DEP Orders Drilling Company To Clean Up Water Supply In Stahlstown
STAHLSTOWN (KDKA) — The Department of Environmental Protection has put a drilling company on notice after drinking water was contaminated by gas drilling wastewater in Westmoreland County.
For some of the folks living in Stahlstown, clean water was never a problem; their wells produced it. But then another kind of well was drilled nearby, and now they say their water is polluted.
Ken Geary, 81, says he lives in some beautiful country. His only suggestion is, don’t drink the water.
“It stinks, stinks real bad, and you can’t drink it,” says Geary.
Geary is one of a handful of residents who says his water became polluted when WPX Appalachia put a well pad in nearby.
“I had good water before they messed around,” he says.
“We know what was in the impoundment, and we can trace those same contaminants to the families’ water supplies,” Nick Kennedy, of the Mountain Watershed Association, said
The DEP says water tests show high levels of chloride, barium, calcium, magnesium, manganese and strontium in the water supply to Geary and at least two other neighbors.

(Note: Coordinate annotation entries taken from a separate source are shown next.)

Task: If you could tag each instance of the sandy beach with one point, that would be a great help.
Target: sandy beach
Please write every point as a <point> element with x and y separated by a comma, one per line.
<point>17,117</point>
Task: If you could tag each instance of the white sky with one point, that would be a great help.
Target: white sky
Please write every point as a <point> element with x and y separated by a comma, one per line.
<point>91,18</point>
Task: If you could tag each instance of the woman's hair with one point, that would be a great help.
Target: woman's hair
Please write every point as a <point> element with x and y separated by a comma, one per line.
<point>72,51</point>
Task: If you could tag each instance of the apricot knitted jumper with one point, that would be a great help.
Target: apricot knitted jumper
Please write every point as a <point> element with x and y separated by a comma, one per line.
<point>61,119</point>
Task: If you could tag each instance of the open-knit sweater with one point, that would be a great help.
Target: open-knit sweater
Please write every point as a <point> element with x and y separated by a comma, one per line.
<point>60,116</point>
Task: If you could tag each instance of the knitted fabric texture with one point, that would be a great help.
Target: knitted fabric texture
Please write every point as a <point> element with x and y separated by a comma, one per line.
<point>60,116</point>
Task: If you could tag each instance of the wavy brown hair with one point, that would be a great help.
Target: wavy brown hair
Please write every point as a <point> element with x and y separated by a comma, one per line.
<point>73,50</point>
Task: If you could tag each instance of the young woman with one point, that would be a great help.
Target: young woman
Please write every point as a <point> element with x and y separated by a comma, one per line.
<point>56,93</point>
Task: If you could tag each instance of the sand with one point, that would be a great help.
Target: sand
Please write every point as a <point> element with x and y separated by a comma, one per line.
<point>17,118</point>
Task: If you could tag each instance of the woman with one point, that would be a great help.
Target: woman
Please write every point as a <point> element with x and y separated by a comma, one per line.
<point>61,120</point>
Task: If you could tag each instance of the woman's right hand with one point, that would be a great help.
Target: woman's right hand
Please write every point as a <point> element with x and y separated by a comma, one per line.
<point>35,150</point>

The DEP has ordered WPX to reinstate Geary’s water service.
Regarding that, WPX spokeswoman Susan Oliver said, “The investigation is ongoing and the process has been thorough. The company is providing water. At no time have the families been without drinking water.”
Here is WPX Energy’s full statement: “As we learned of the water concern from three of our neighbors individually, we began working with each family and the DEP to provide fresh water for their use at our expense, and began an investigation with the DEP. We understand the process can be lengthy as there is litigation and scientific testing involved, and we know this can be frustrating, but at no time were the families without fresh water once we learned of their situations. There is an attorney working with a local activist group that wants to litigate this situation in the media but there is a judicial process and a scientific investigation plan underway, and we will respect and follow those two processes. We continue to work cooperatively and openly with the DEP and the families involved as we continue the scientific investigation, and we will continue to provide fresh water to the three families at our expense as we move through this process. Our goal is to provide a permanent water solution for the three families.”

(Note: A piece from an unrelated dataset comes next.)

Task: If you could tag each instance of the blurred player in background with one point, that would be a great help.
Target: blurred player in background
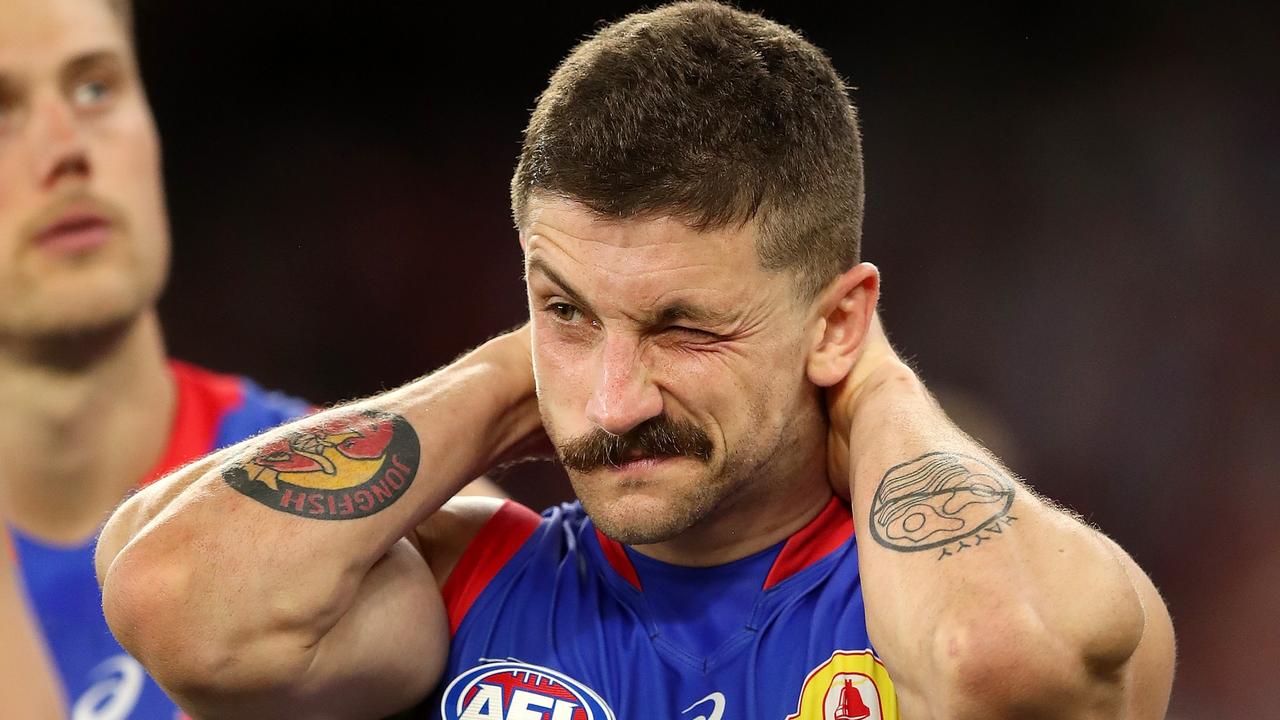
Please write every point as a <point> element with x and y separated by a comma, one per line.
<point>776,519</point>
<point>90,405</point>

“They’re giving them temporary water right now. So that would be water buffaloes and bottled water to the families. But that’s not a permanent source,” says Kennedy.

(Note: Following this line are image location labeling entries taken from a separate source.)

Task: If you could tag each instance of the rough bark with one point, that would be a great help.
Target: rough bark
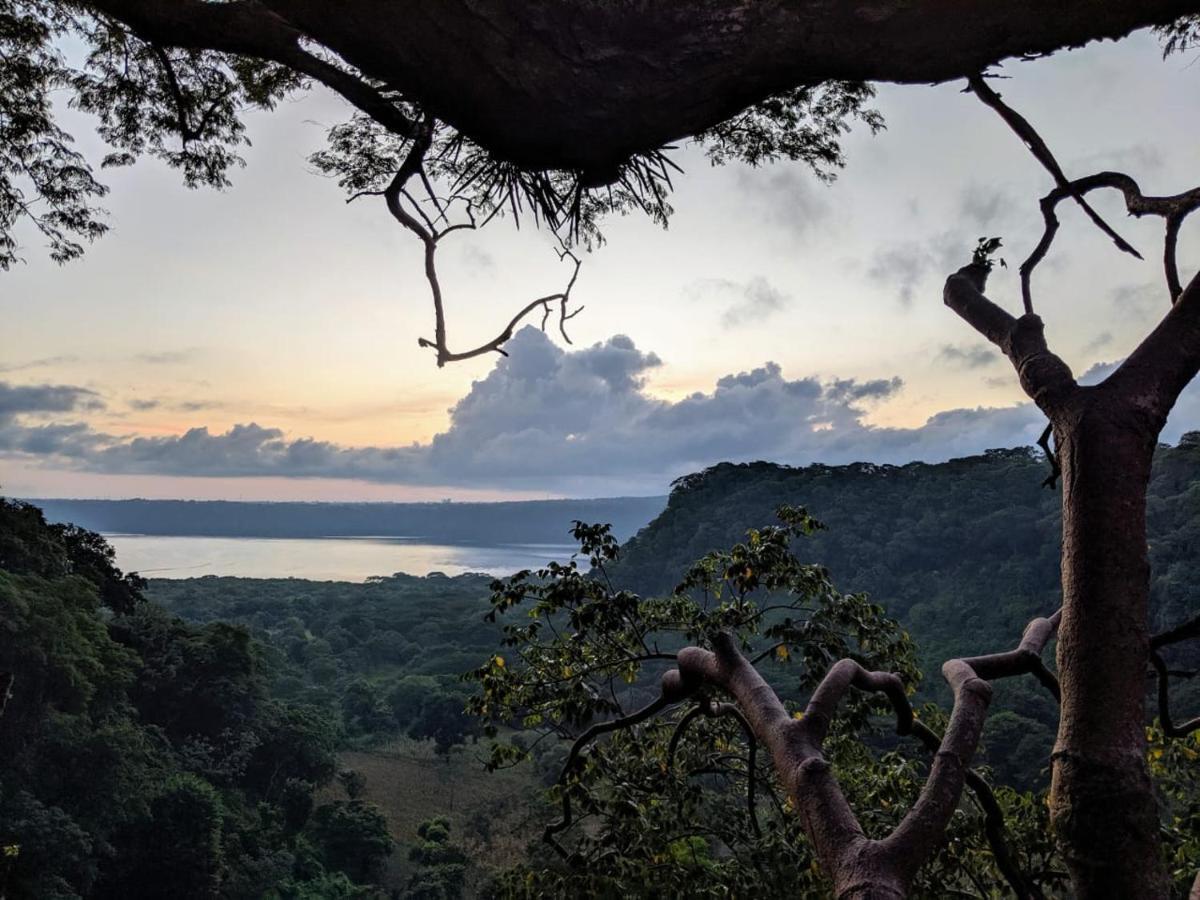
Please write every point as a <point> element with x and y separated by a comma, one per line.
<point>861,868</point>
<point>1103,807</point>
<point>582,84</point>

Meanwhile, the DEP issued a statement saying the company must comply with the order.
“If WPX fails to comply with this order, it will result in enforcement actions, which could include an immediate [permit] freeze until the issue is addressed,” says DEP officials.
Until then, Geary and neighbors have to wait for a truck to bring in what nature gave them for decades.
“I’ve been living here over 50 years. Had five kids, we had good water,” he says.
The gas company has an option. They can appeal the DEP’s order to restore Geary’s water supply to its original state, but they must do it in the next 30 days.